Map é serializado como um objeto vazio e Set como um array vazio — não com seus conteúdos. Converta-os explicitamente em um replacer:

const data = {
  tags: new Set(["json", "javascript"]),
  meta: new Map([["source", "api"]]),
};

JSON.stringify(data, (key, value) => {
  if (value instanceof Set) return [...value];
  if (value instanceof Map) return Object.fromEntries(value);
  return value;
}, 2);
// { "tags": ["json", "javascript"], "meta": { "source": "api" } }

Valores undefined

Propriedades de objeto com valores undefined são descartadas silenciosamente. Posições de array com undefined se tornam null. Use um replacer para converter undefined em null quando precisar preservar todas as chaves:

const obj = { a: 1, b: undefined, c: null };
JSON.stringify(obj, null, 2);
// { "a": 1, "c": null }  — "b" é descartado silenciosamente

// Correção:
JSON.stringify(obj, (key, value) =>
  value === undefined ? null : value
, 2);
// { "a": 1, "b": null, "c": null }

Formate JSON Instantaneamente no Browser

Se você precisa formatar um blob JSON agora sem escrever nenhum código, o Toova JSON Formatter faz isso com um clique — cole o JSON bruto, obtenha saída formatada com recuo de 2 ou 4 espaços e copie o resultado. Sem cadastro, sem upload de arquivo, tudo roda localmente no seu browser.

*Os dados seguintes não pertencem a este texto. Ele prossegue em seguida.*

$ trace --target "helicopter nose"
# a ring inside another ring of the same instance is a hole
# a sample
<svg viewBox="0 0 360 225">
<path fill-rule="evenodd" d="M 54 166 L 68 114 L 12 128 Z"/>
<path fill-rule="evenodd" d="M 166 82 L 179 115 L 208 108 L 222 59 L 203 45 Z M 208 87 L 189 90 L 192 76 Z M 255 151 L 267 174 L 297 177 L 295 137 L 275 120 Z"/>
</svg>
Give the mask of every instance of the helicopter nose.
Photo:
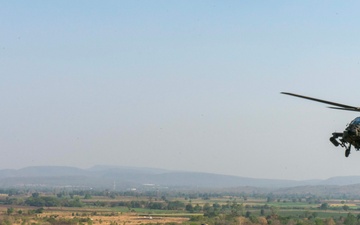
<svg viewBox="0 0 360 225">
<path fill-rule="evenodd" d="M 357 131 L 356 131 L 356 129 L 349 129 L 349 130 L 345 131 L 344 134 L 347 136 L 357 135 Z"/>
</svg>

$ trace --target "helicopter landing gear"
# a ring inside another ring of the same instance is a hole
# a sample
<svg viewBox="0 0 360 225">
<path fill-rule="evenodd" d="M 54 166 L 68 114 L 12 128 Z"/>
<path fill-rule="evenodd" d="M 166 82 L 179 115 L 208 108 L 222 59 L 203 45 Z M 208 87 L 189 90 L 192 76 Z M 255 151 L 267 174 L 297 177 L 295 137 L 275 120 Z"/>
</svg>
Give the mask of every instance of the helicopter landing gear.
<svg viewBox="0 0 360 225">
<path fill-rule="evenodd" d="M 350 151 L 351 151 L 351 145 L 349 145 L 349 147 L 346 148 L 346 150 L 345 150 L 345 157 L 349 157 Z"/>
</svg>

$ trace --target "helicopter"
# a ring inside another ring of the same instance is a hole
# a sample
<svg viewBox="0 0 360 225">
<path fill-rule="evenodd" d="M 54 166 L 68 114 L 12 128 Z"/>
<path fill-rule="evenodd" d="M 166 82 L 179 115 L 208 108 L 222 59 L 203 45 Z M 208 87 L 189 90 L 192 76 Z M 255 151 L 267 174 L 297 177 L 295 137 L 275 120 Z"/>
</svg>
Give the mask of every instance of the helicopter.
<svg viewBox="0 0 360 225">
<path fill-rule="evenodd" d="M 290 95 L 298 98 L 304 98 L 311 101 L 321 102 L 328 105 L 330 109 L 339 109 L 347 111 L 356 111 L 360 112 L 360 107 L 344 105 L 336 102 L 330 102 L 322 99 L 312 98 L 304 95 L 293 94 L 289 92 L 281 92 L 284 95 Z M 335 107 L 334 107 L 335 106 Z M 345 148 L 345 157 L 349 157 L 351 146 L 353 146 L 356 151 L 360 150 L 360 117 L 356 117 L 352 120 L 345 128 L 344 132 L 334 132 L 330 137 L 330 142 L 333 143 L 336 147 L 339 145 Z"/>
</svg>

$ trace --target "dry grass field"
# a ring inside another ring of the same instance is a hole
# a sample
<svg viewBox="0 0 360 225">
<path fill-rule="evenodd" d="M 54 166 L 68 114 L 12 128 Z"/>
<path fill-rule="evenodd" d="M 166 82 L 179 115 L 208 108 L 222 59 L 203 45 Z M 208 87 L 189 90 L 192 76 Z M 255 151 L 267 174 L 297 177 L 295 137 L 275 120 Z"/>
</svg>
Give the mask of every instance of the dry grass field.
<svg viewBox="0 0 360 225">
<path fill-rule="evenodd" d="M 80 208 L 64 209 L 64 208 L 45 208 L 43 213 L 29 215 L 27 212 L 34 208 L 22 207 L 15 208 L 14 213 L 7 214 L 8 207 L 0 207 L 0 221 L 6 221 L 8 224 L 22 225 L 22 224 L 71 224 L 61 223 L 61 221 L 80 221 L 79 224 L 121 224 L 121 225 L 135 225 L 135 224 L 181 224 L 188 221 L 188 218 L 179 216 L 143 216 L 137 213 L 117 213 L 112 211 L 94 209 L 84 210 Z M 18 211 L 22 213 L 19 214 Z M 53 221 L 53 223 L 51 223 Z M 57 222 L 56 222 L 57 221 Z M 6 224 L 6 223 L 5 223 Z"/>
</svg>

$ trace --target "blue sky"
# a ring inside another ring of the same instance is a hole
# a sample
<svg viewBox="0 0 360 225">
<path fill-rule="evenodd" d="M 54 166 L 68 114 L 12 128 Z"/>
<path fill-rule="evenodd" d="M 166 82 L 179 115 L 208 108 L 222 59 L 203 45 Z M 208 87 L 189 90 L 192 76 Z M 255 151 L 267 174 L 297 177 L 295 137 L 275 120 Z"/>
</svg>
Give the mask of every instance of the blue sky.
<svg viewBox="0 0 360 225">
<path fill-rule="evenodd" d="M 0 168 L 358 175 L 357 1 L 4 1 Z"/>
</svg>

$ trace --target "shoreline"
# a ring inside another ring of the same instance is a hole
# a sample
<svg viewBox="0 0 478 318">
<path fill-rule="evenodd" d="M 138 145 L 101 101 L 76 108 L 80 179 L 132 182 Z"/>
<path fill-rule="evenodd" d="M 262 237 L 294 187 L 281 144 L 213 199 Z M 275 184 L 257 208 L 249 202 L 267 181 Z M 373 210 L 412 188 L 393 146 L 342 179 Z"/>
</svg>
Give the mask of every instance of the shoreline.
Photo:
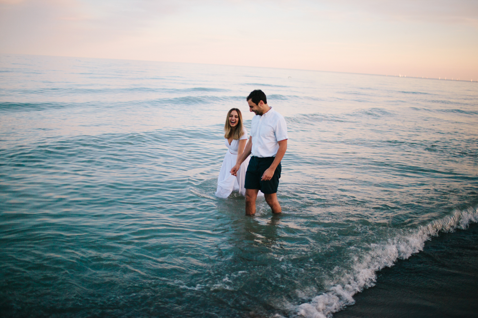
<svg viewBox="0 0 478 318">
<path fill-rule="evenodd" d="M 333 317 L 478 317 L 478 223 L 440 233 L 377 276 Z"/>
</svg>

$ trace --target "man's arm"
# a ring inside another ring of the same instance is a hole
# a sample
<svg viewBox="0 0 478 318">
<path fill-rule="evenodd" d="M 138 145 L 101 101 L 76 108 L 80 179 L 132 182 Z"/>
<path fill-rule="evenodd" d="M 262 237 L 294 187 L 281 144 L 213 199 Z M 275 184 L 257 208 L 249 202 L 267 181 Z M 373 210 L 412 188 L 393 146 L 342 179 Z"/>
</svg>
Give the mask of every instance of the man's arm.
<svg viewBox="0 0 478 318">
<path fill-rule="evenodd" d="M 267 170 L 264 171 L 264 174 L 261 180 L 270 180 L 274 175 L 275 169 L 281 163 L 281 160 L 283 158 L 285 154 L 285 150 L 287 150 L 287 139 L 284 139 L 283 140 L 280 140 L 277 142 L 279 143 L 279 150 L 275 155 L 274 161 L 271 164 L 271 166 L 267 168 Z"/>
<path fill-rule="evenodd" d="M 250 152 L 252 150 L 252 136 L 249 137 L 249 141 L 247 142 L 247 144 L 246 145 L 246 148 L 244 148 L 244 152 L 242 153 L 242 155 L 240 156 L 240 158 L 238 158 L 237 161 L 236 161 L 236 165 L 232 167 L 231 169 L 231 174 L 233 176 L 238 175 L 238 170 L 239 170 L 239 167 L 240 167 L 241 163 L 244 162 L 244 160 L 246 160 L 246 159 L 249 157 L 250 154 Z M 282 155 L 283 156 L 283 155 Z M 238 157 L 239 157 L 238 156 Z M 278 163 L 277 164 L 279 164 Z"/>
</svg>

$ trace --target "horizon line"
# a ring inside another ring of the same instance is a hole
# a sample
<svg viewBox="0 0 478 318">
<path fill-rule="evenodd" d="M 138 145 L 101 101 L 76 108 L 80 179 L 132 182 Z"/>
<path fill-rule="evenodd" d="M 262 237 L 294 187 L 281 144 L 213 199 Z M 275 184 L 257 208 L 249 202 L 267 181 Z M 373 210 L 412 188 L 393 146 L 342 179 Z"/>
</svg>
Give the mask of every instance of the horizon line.
<svg viewBox="0 0 478 318">
<path fill-rule="evenodd" d="M 109 58 L 109 57 L 90 57 L 86 56 L 71 56 L 69 55 L 50 55 L 46 54 L 27 54 L 24 53 L 0 53 L 0 54 L 2 55 L 32 55 L 33 56 L 51 56 L 53 57 L 70 57 L 73 58 L 85 58 L 85 59 L 101 59 L 101 60 L 117 60 L 119 61 L 143 61 L 143 62 L 158 62 L 160 63 L 185 63 L 187 64 L 199 64 L 200 65 L 214 65 L 218 66 L 239 66 L 242 67 L 257 67 L 259 68 L 272 68 L 276 69 L 278 70 L 291 70 L 291 71 L 306 71 L 307 72 L 320 72 L 324 73 L 340 73 L 342 74 L 354 74 L 355 75 L 368 75 L 371 76 L 386 76 L 388 77 L 389 76 L 395 77 L 407 77 L 407 75 L 402 75 L 400 74 L 399 75 L 389 75 L 387 74 L 374 74 L 371 73 L 357 73 L 351 72 L 340 72 L 339 71 L 323 71 L 320 70 L 307 70 L 301 68 L 287 68 L 284 67 L 272 67 L 271 66 L 250 66 L 250 65 L 232 65 L 230 64 L 214 64 L 212 63 L 198 63 L 196 62 L 171 62 L 167 61 L 157 61 L 154 60 L 135 60 L 132 59 L 120 59 L 120 58 Z M 478 79 L 473 81 L 473 79 L 471 79 L 470 81 L 467 81 L 466 80 L 460 80 L 460 79 L 446 79 L 446 77 L 445 78 L 441 79 L 441 76 L 438 78 L 435 77 L 425 77 L 424 76 L 422 76 L 420 78 L 418 76 L 409 76 L 409 78 L 415 78 L 419 79 L 431 79 L 431 80 L 443 80 L 443 81 L 451 81 L 453 82 L 468 82 L 469 83 L 478 83 Z"/>
</svg>

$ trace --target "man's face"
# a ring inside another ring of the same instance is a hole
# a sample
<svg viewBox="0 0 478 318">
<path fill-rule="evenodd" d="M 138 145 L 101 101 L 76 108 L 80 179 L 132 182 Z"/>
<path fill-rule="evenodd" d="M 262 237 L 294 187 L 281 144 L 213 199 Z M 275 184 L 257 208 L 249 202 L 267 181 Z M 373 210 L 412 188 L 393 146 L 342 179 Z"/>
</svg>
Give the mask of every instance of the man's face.
<svg viewBox="0 0 478 318">
<path fill-rule="evenodd" d="M 262 110 L 259 107 L 259 105 L 261 104 L 263 104 L 264 103 L 262 101 L 260 101 L 259 102 L 259 104 L 257 105 L 252 102 L 252 99 L 250 99 L 247 101 L 247 103 L 249 104 L 249 111 L 254 112 L 254 113 L 256 115 L 262 116 Z"/>
</svg>

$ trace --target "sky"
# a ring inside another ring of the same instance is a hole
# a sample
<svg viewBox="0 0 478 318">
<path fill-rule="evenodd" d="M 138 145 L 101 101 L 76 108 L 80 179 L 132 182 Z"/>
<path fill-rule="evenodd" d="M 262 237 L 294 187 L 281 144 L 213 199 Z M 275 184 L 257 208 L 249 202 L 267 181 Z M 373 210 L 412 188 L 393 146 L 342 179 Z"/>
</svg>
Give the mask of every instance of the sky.
<svg viewBox="0 0 478 318">
<path fill-rule="evenodd" d="M 478 81 L 478 0 L 0 0 L 0 53 Z"/>
</svg>

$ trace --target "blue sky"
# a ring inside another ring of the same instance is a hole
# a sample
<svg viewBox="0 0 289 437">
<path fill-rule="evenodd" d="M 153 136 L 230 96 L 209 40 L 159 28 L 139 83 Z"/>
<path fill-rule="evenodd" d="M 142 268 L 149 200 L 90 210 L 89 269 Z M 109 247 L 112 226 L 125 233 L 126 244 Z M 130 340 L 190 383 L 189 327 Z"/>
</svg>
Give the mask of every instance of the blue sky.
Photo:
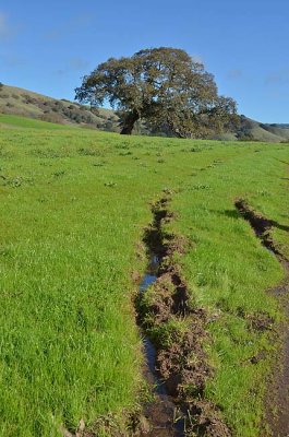
<svg viewBox="0 0 289 437">
<path fill-rule="evenodd" d="M 109 57 L 185 49 L 239 113 L 289 122 L 289 0 L 0 1 L 0 81 L 74 98 Z"/>
</svg>

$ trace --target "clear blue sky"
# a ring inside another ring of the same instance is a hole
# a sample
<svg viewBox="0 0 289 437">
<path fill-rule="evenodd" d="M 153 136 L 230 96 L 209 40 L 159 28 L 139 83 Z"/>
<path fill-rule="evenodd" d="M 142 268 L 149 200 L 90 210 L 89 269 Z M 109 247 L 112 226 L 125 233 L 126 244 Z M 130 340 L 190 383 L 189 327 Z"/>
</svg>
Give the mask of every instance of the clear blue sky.
<svg viewBox="0 0 289 437">
<path fill-rule="evenodd" d="M 185 49 L 239 113 L 289 122 L 289 0 L 0 2 L 0 81 L 57 98 L 109 57 Z"/>
</svg>

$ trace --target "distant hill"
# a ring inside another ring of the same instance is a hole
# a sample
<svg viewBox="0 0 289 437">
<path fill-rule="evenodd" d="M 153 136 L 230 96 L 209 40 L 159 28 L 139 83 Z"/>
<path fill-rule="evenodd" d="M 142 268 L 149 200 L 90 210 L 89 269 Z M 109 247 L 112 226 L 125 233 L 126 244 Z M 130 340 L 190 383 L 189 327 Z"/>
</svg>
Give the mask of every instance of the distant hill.
<svg viewBox="0 0 289 437">
<path fill-rule="evenodd" d="M 118 116 L 109 109 L 93 109 L 67 99 L 56 99 L 15 86 L 0 88 L 0 113 L 58 125 L 77 125 L 118 131 Z"/>
<path fill-rule="evenodd" d="M 0 88 L 0 113 L 29 117 L 57 125 L 97 128 L 119 132 L 119 117 L 110 109 L 91 109 L 67 99 L 56 99 L 27 90 L 3 85 Z M 240 125 L 231 131 L 216 134 L 213 139 L 289 142 L 289 123 L 261 123 L 240 116 Z M 152 134 L 145 123 L 136 123 L 135 133 Z M 154 132 L 157 133 L 157 132 Z M 165 134 L 164 132 L 158 132 Z"/>
</svg>

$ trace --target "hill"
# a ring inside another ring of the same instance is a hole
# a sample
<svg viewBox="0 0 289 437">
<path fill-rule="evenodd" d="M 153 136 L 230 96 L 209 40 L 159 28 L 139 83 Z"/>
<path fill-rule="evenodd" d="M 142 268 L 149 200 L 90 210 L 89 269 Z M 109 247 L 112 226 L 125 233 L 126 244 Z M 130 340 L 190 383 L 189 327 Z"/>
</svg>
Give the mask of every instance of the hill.
<svg viewBox="0 0 289 437">
<path fill-rule="evenodd" d="M 4 85 L 0 90 L 0 113 L 58 125 L 118 130 L 118 116 L 112 110 L 91 110 L 74 102 L 47 97 L 15 86 Z"/>
<path fill-rule="evenodd" d="M 57 125 L 119 132 L 120 120 L 113 110 L 91 109 L 75 102 L 47 97 L 15 86 L 3 85 L 0 88 L 0 113 Z M 166 135 L 166 132 L 147 130 L 144 122 L 137 123 L 134 133 Z M 270 143 L 287 142 L 289 141 L 289 123 L 261 123 L 241 115 L 239 127 L 233 127 L 220 135 L 216 134 L 212 139 L 265 141 Z"/>
</svg>

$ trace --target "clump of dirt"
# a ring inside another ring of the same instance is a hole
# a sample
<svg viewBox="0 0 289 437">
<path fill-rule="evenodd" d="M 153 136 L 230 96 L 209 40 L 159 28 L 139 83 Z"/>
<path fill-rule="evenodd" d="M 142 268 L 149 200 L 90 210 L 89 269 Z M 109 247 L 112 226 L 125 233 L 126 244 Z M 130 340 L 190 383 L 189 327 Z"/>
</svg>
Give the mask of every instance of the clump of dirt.
<svg viewBox="0 0 289 437">
<path fill-rule="evenodd" d="M 159 260 L 158 277 L 139 302 L 139 320 L 156 347 L 156 366 L 184 415 L 185 436 L 231 436 L 221 413 L 204 400 L 206 380 L 213 376 L 203 343 L 207 315 L 190 299 L 179 259 L 188 250 L 182 236 L 166 233 L 165 224 L 174 216 L 168 211 L 169 198 L 153 208 L 154 220 L 145 229 L 147 252 Z"/>
<path fill-rule="evenodd" d="M 264 332 L 270 331 L 274 326 L 274 319 L 267 312 L 255 312 L 246 316 L 249 329 Z"/>
<path fill-rule="evenodd" d="M 281 353 L 278 352 L 278 364 L 276 366 L 275 375 L 272 376 L 269 382 L 268 395 L 266 400 L 266 415 L 267 423 L 274 435 L 289 435 L 289 421 L 288 421 L 288 381 L 289 381 L 289 305 L 288 305 L 288 279 L 289 279 L 289 261 L 276 247 L 275 241 L 272 238 L 270 231 L 273 227 L 280 228 L 282 231 L 289 231 L 288 226 L 281 225 L 275 221 L 268 220 L 261 214 L 252 210 L 243 199 L 239 199 L 234 203 L 237 210 L 246 220 L 255 232 L 255 235 L 261 239 L 263 246 L 269 249 L 277 257 L 278 261 L 282 264 L 286 279 L 270 293 L 279 299 L 279 304 L 285 308 L 286 320 L 279 323 L 278 329 L 273 327 L 274 319 L 266 312 L 258 312 L 248 317 L 249 328 L 257 332 L 264 332 L 267 330 L 275 331 L 276 342 L 282 343 Z M 263 359 L 265 353 L 260 352 L 256 356 L 251 357 L 252 364 L 257 364 Z M 276 356 L 277 358 L 277 356 Z M 277 361 L 276 361 L 277 364 Z M 277 413 L 276 413 L 277 411 Z M 267 430 L 266 430 L 267 433 Z"/>
<path fill-rule="evenodd" d="M 275 255 L 280 256 L 281 253 L 277 249 L 270 236 L 270 229 L 275 222 L 256 213 L 249 206 L 244 199 L 238 199 L 234 202 L 234 205 L 244 220 L 251 224 L 255 235 L 262 240 L 263 246 L 273 251 Z"/>
<path fill-rule="evenodd" d="M 202 347 L 205 332 L 198 320 L 182 335 L 172 334 L 171 344 L 159 350 L 157 365 L 166 380 L 168 391 L 178 399 L 203 394 L 206 379 L 212 376 L 206 354 Z"/>
<path fill-rule="evenodd" d="M 186 404 L 190 422 L 188 437 L 231 437 L 231 432 L 221 420 L 221 412 L 208 401 L 194 401 Z"/>
</svg>

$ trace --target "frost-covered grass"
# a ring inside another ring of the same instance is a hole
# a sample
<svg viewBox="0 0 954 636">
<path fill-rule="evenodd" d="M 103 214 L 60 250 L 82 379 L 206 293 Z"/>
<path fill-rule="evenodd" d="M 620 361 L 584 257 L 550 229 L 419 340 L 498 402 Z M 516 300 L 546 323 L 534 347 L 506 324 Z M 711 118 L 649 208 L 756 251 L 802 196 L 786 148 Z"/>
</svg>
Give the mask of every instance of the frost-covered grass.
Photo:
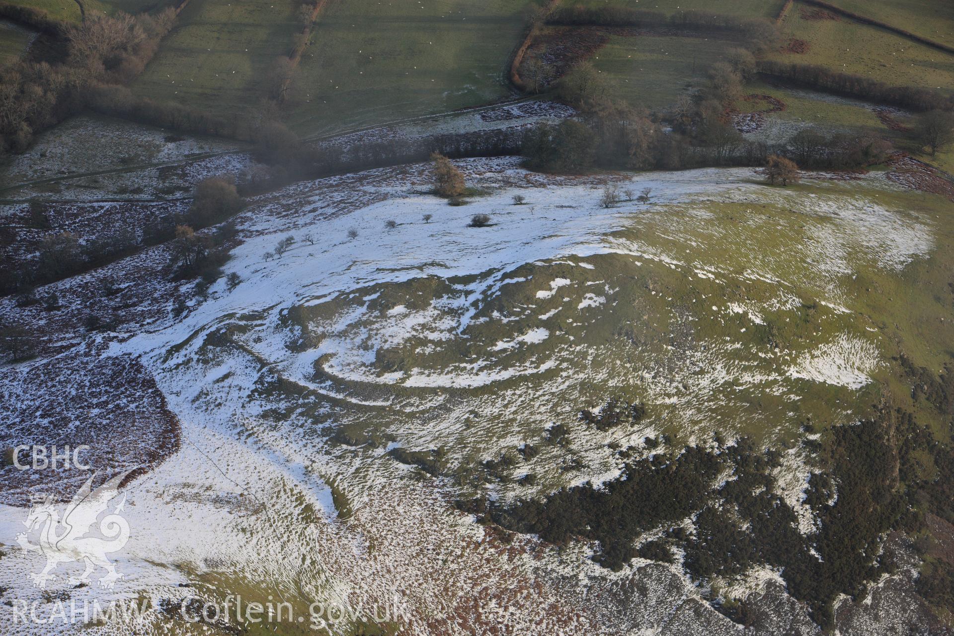
<svg viewBox="0 0 954 636">
<path fill-rule="evenodd" d="M 846 18 L 806 20 L 801 17 L 802 8 L 809 11 L 813 9 L 796 3 L 782 21 L 781 32 L 783 39 L 807 42 L 807 52 L 798 55 L 774 52 L 770 58 L 819 64 L 838 72 L 872 77 L 892 86 L 921 86 L 946 92 L 954 85 L 954 55 Z M 866 13 L 864 10 L 860 12 Z M 909 8 L 907 3 L 898 12 L 923 20 L 923 13 Z"/>
<path fill-rule="evenodd" d="M 706 70 L 736 46 L 715 37 L 612 35 L 591 61 L 609 74 L 620 98 L 636 106 L 664 109 L 674 104 L 679 95 L 699 88 Z"/>
<path fill-rule="evenodd" d="M 193 0 L 133 92 L 217 114 L 244 114 L 267 96 L 268 71 L 301 28 L 300 3 Z"/>
<path fill-rule="evenodd" d="M 950 206 L 880 174 L 784 189 L 748 170 L 573 178 L 517 164 L 458 162 L 483 193 L 463 208 L 417 194 L 427 166 L 262 197 L 238 217 L 243 242 L 225 265 L 241 282 L 216 283 L 179 318 L 168 313 L 173 286 L 153 276 L 164 246 L 51 286 L 73 308 L 99 277 L 135 283 L 115 301 L 118 333 L 87 336 L 65 313 L 3 301 L 11 316 L 137 358 L 181 422 L 181 450 L 131 486 L 137 534 L 116 593 L 178 598 L 189 583 L 219 600 L 277 590 L 306 605 L 397 591 L 411 633 L 500 623 L 638 633 L 660 621 L 731 633 L 677 564 L 636 560 L 612 573 L 588 560 L 591 545 L 505 544 L 448 499 L 599 483 L 620 470 L 609 444 L 638 456 L 662 432 L 676 445 L 716 431 L 775 445 L 809 418 L 823 435 L 863 415 L 879 382 L 894 381 L 892 356 L 935 368 L 954 339 L 941 319 L 949 301 L 936 297 L 954 257 L 943 249 Z M 652 187 L 651 203 L 600 207 L 606 179 Z M 514 194 L 527 204 L 512 205 Z M 467 227 L 477 213 L 493 225 Z M 288 235 L 293 247 L 266 259 Z M 580 408 L 610 397 L 644 401 L 646 417 L 607 432 L 578 422 Z M 546 441 L 554 423 L 570 429 L 565 445 Z M 483 461 L 519 457 L 526 443 L 539 454 L 508 470 L 535 485 L 476 479 Z M 442 449 L 447 477 L 423 478 L 387 455 L 395 448 Z M 809 468 L 796 450 L 778 471 L 803 530 Z M 0 508 L 0 542 L 12 543 L 21 519 Z M 0 585 L 37 598 L 23 575 L 35 565 L 10 550 Z M 773 579 L 753 572 L 724 588 L 769 593 Z"/>
</svg>

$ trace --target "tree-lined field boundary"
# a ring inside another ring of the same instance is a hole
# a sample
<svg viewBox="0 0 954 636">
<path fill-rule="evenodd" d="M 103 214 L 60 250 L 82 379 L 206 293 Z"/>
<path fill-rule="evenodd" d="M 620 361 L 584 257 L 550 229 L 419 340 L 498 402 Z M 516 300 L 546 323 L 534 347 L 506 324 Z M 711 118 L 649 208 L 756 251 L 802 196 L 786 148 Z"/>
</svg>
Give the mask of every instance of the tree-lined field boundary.
<svg viewBox="0 0 954 636">
<path fill-rule="evenodd" d="M 510 80 L 510 84 L 513 85 L 518 91 L 526 91 L 527 84 L 520 77 L 520 65 L 524 63 L 524 56 L 527 55 L 527 51 L 529 50 L 530 45 L 533 44 L 533 38 L 536 37 L 537 32 L 540 30 L 540 26 L 544 24 L 547 17 L 553 12 L 556 6 L 560 4 L 560 0 L 550 0 L 547 6 L 542 10 L 542 15 L 539 19 L 532 20 L 527 27 L 527 32 L 524 35 L 523 41 L 514 50 L 513 55 L 510 58 L 510 71 L 508 73 L 508 77 Z"/>
<path fill-rule="evenodd" d="M 776 18 L 776 24 L 780 25 L 781 21 L 785 19 L 788 15 L 789 10 L 792 9 L 792 5 L 795 4 L 795 0 L 785 0 L 785 4 L 781 6 L 781 10 L 778 11 L 778 16 Z"/>
</svg>

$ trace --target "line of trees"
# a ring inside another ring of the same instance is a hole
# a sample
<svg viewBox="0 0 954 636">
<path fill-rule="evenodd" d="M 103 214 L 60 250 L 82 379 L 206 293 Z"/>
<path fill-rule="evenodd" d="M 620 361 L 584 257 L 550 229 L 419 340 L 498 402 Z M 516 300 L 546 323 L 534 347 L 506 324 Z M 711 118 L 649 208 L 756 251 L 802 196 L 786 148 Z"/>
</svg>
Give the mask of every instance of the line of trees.
<svg viewBox="0 0 954 636">
<path fill-rule="evenodd" d="M 120 12 L 92 15 L 78 25 L 51 24 L 66 44 L 63 62 L 21 60 L 0 70 L 0 151 L 26 150 L 36 132 L 84 108 L 92 87 L 123 84 L 138 75 L 175 16 L 166 9 L 155 15 Z"/>
<path fill-rule="evenodd" d="M 771 20 L 740 18 L 702 10 L 685 10 L 667 15 L 658 11 L 626 7 L 568 7 L 547 18 L 552 25 L 668 28 L 703 33 L 739 37 L 753 48 L 768 47 L 778 37 L 778 29 Z"/>
<path fill-rule="evenodd" d="M 889 86 L 870 77 L 837 72 L 823 66 L 760 60 L 757 69 L 766 77 L 798 86 L 911 111 L 954 109 L 954 97 L 938 91 L 911 86 Z"/>
</svg>

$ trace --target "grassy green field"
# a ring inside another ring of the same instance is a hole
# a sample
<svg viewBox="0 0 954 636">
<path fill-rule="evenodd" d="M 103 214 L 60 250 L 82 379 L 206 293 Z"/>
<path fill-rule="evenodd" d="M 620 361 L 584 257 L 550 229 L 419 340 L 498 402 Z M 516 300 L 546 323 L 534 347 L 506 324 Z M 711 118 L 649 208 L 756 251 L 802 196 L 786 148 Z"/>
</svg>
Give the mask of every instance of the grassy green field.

Para conversões entre formatos, JSON para YAML e JSON para CSV seguem a mesma abordagem de privacidade em primeiro lugar — seus dados nunca saem do seu dispositivo.

Conclusão

Para a maioria dos casos de uso, JSON.stringify(obj, null, 2) é tudo que você precisa. Adicione uma função replacer quando precisar de filtragem, mascaramento ou chaves ordenadas. Envolva o JSON.parse em um try/catch ao lidar com entrada externa. Recorra ao streaming apenas quando o tamanho do arquivo torna o parsing síncrono impraticável. E mantenha os casos extremos — referências circulares, BigInt, Map/Set, undefined — no fundo da mente ao trabalhar com formatos de dados incomuns.